Non c’è stato alcun segnale da parte della Regione di salvaguardare anche la specie umana di questo territorio, per evitare che i giovani fossero costretti a cercare lavoro fuori invece di creare all’interno dell’habitat occupazione e valorizzazione di questo patrimonio.

Abbiamo avuto solo vincoli”.

 

 

La considerazione di Frezza è stata ripresa dal Sindaco di Canale Monterano Marcello Piccioni che ha detto “noi abbiamo un rapporto diretto con la popolazione e ci rendiamo conto delle difficoltà che i vincoli comportano, dobbiamo implementare l’occupazione, la conoscenza delle nostre zone e incrementare il turismo.
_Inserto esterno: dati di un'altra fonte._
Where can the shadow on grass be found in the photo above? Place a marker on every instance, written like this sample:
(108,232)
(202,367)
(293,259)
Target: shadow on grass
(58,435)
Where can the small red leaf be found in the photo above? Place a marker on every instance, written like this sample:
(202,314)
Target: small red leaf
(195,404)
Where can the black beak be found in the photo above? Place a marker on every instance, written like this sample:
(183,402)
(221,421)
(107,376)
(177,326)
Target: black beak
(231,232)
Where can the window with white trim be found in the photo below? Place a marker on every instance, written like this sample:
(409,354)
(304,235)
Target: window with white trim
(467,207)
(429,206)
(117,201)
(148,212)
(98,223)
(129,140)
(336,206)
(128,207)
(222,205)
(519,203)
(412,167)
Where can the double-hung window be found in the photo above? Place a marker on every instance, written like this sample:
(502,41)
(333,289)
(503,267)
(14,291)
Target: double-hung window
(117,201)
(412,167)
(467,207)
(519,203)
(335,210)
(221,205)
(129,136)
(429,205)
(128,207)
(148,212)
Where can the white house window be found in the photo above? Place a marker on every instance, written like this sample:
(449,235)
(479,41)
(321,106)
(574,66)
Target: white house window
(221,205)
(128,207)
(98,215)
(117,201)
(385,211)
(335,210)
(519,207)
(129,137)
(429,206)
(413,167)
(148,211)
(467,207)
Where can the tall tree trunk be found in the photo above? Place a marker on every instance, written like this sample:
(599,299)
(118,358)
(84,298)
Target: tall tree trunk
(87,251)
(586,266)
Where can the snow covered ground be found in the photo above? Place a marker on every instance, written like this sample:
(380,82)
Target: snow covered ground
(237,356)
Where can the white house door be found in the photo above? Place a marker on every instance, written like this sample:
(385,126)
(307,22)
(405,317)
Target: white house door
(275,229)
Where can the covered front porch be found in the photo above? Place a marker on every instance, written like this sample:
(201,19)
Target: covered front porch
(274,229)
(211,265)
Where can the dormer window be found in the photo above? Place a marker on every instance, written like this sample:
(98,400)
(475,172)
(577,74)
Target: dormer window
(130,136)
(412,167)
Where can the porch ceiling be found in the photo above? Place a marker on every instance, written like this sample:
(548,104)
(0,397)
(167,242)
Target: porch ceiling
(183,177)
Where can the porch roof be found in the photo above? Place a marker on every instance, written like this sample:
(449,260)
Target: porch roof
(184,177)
Questo è il primo passo di un progetto che ci è dovuto”.

 

 

“Con l’Europa a 27 Paesi e mezzo miliardo di cittadini - ha aggiunto Alessandro Battilocchio, Sindaco del Comune di Tolfa - diminuiscono i fondi a disposizione dell’Italia, ma la progettualità di qualità viene premiata e il finanziamento per il Progetto LIFE - Monti della Tolfa è un riconoscimento importante per il nostro territorio”.

 

 

“Natura, tradizione e sviluppo” sono le tre parole chiave che ruotano intorno al piano di comunicazione presentato dal giornalista scientifico Emanuele Perugini prima dell’inizio del dibattito con il pubblico.

 

“Gli strumenti previsti per diffondere il messaggio e coinvolgere la popolazione – ha informato Perugini - saranno il sito web www.lifemontidellatolfa.it, dove si potrà conoscere nel dettaglio il Progetto LIFE, ma anche il territorio, la stampa di materiale divulgativo cartaceo e di tabelloni, la realizzazione di diverse attività educative con le scuole e una serie di eventi pubblici dimostrativi, come la consegna di partite di legname derivanti dalle azioni che hanno per oggetto gli interventi nelle aree boschive”.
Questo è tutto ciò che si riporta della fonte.